= CONADE =

CONADE logo

CONADE is Mexico's National Commission for Physical Culture and Sport (Comisión Nacional de Cultura Física y Deporte). It is the arm of the Mexican government charged with fostering and promoting physical education, recreation, and sport. CONADE's headquarters are located in Mexico City.

== Goals ==
CONADE's goals are for the population to: exercise consistently, use free time in a positive way, and practice sports regularly.

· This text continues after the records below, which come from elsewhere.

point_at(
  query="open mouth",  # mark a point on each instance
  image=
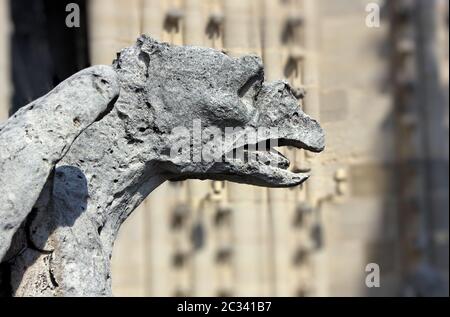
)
(264, 159)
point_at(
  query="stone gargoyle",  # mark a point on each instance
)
(76, 162)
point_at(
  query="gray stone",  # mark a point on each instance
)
(39, 134)
(118, 160)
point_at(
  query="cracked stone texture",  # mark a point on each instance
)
(65, 245)
(39, 134)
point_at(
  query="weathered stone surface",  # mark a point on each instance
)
(37, 136)
(117, 161)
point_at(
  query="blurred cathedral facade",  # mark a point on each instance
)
(377, 194)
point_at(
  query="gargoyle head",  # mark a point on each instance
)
(213, 116)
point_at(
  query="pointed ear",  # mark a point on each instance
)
(34, 139)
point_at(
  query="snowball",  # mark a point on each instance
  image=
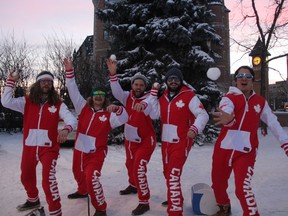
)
(213, 73)
(113, 57)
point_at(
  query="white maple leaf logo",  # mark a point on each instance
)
(103, 118)
(180, 104)
(257, 108)
(52, 109)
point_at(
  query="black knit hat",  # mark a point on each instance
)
(45, 75)
(139, 76)
(174, 72)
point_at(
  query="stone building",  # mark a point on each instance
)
(220, 23)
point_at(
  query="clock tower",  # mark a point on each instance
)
(259, 56)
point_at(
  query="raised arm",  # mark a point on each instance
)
(116, 88)
(7, 100)
(76, 98)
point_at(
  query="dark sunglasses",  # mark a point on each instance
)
(242, 75)
(46, 81)
(101, 93)
(175, 78)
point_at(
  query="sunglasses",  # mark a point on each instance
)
(242, 75)
(100, 93)
(175, 78)
(46, 81)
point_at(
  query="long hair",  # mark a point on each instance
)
(36, 92)
(105, 104)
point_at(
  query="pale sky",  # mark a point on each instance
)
(36, 20)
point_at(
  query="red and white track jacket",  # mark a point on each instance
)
(40, 120)
(184, 112)
(93, 127)
(139, 124)
(241, 133)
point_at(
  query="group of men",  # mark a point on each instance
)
(182, 116)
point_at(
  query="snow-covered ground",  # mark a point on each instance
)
(270, 181)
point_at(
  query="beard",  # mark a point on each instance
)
(174, 89)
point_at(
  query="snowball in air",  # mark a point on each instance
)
(113, 57)
(213, 73)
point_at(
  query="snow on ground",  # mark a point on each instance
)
(270, 181)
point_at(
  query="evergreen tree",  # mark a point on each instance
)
(152, 36)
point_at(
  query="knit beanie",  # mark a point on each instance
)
(45, 75)
(174, 72)
(139, 76)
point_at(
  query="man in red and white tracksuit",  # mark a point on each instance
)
(96, 119)
(140, 137)
(42, 110)
(236, 147)
(182, 118)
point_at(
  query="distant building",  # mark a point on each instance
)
(220, 23)
(278, 95)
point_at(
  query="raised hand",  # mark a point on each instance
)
(222, 117)
(112, 66)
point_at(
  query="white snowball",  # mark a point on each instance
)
(213, 73)
(113, 57)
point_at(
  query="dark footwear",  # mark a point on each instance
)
(141, 209)
(165, 203)
(128, 190)
(28, 205)
(100, 213)
(225, 210)
(77, 195)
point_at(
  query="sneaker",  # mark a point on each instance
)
(77, 195)
(100, 213)
(128, 190)
(165, 203)
(225, 210)
(28, 205)
(141, 209)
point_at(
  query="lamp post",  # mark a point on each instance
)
(259, 56)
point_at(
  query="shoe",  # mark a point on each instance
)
(141, 209)
(100, 213)
(165, 203)
(128, 190)
(225, 210)
(28, 205)
(77, 195)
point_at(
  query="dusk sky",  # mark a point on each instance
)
(36, 20)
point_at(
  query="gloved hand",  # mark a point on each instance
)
(69, 69)
(285, 148)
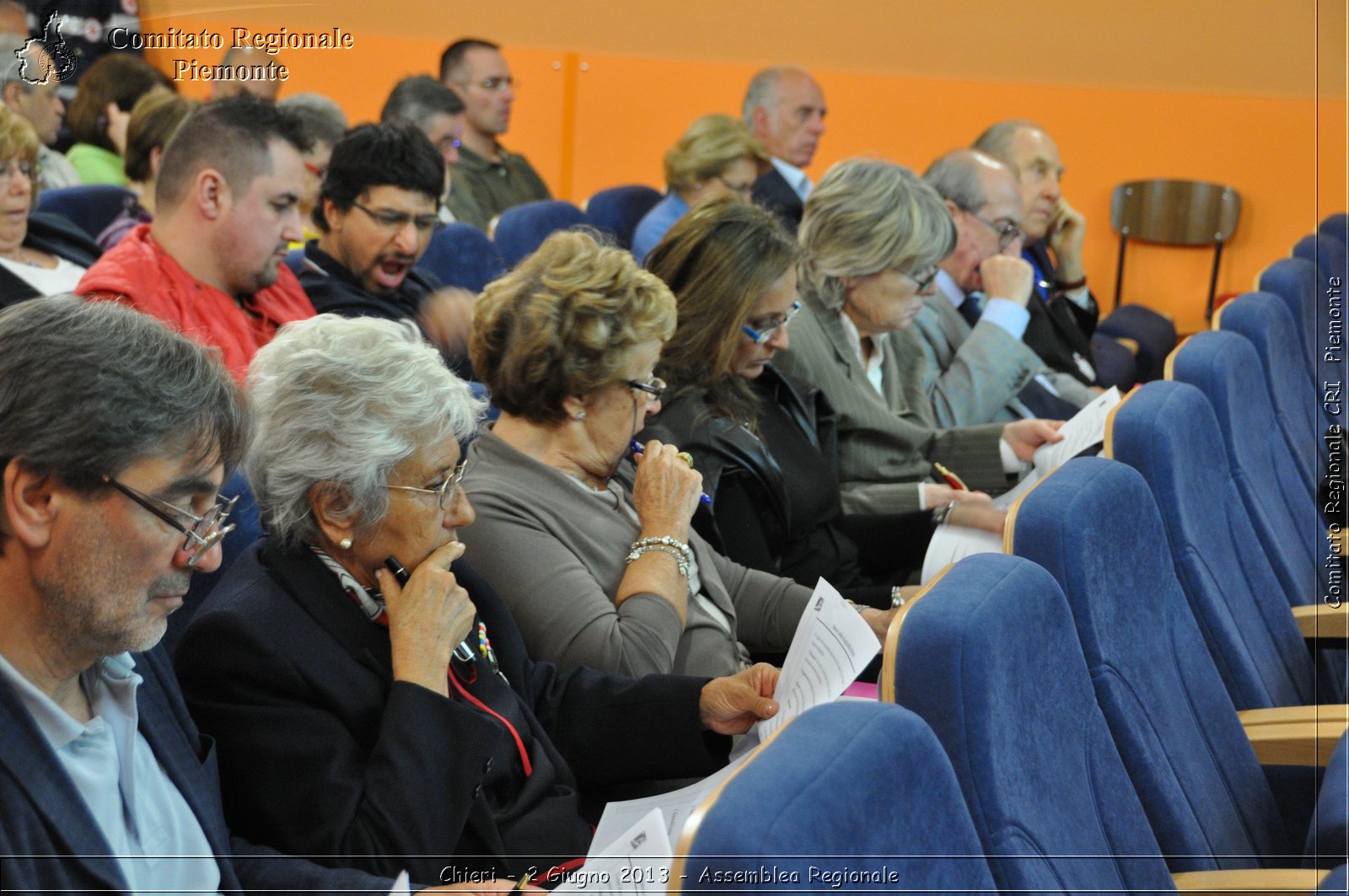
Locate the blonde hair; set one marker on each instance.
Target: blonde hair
(707, 148)
(18, 139)
(563, 323)
(865, 216)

CONADE also provides athletes with both support and training in order to ensure that they can dedicate themselves to training.

==SINADE==
The National System of Physical Culture and Sports (Sistema Nacional de Cultura Física y Deporte) is a collegiate body that represents and governs CONADE. SINADE's purpose is to direct, control and accomplish the goals established by the government and CONADE. They are represented in a Directive Council (Collegiate Body).

==Financing==
In 2016 the advertising budget increased 1,434%. This is equal to 13% of the total budget. 13% is commonly assigned to the main television companies linked with the Mexican President's political party. The CONADE director Alfredo Castillo Cervantez was also director of the police in Estado de Mexico when Enrique Peña Nieto was governor of that state. Since the early stages as director of CONADE, Castillo has had a strategy of cutting funding and making organizations return some of the money already spent. Despite this, some other federations, such as the Amateur Boxing Federation, had to ask their participants to ask for money on the streets.

==National Olympics==
CONADE is responsible for organizing the National Olympics, as well as the qualifying events for the National Olympics.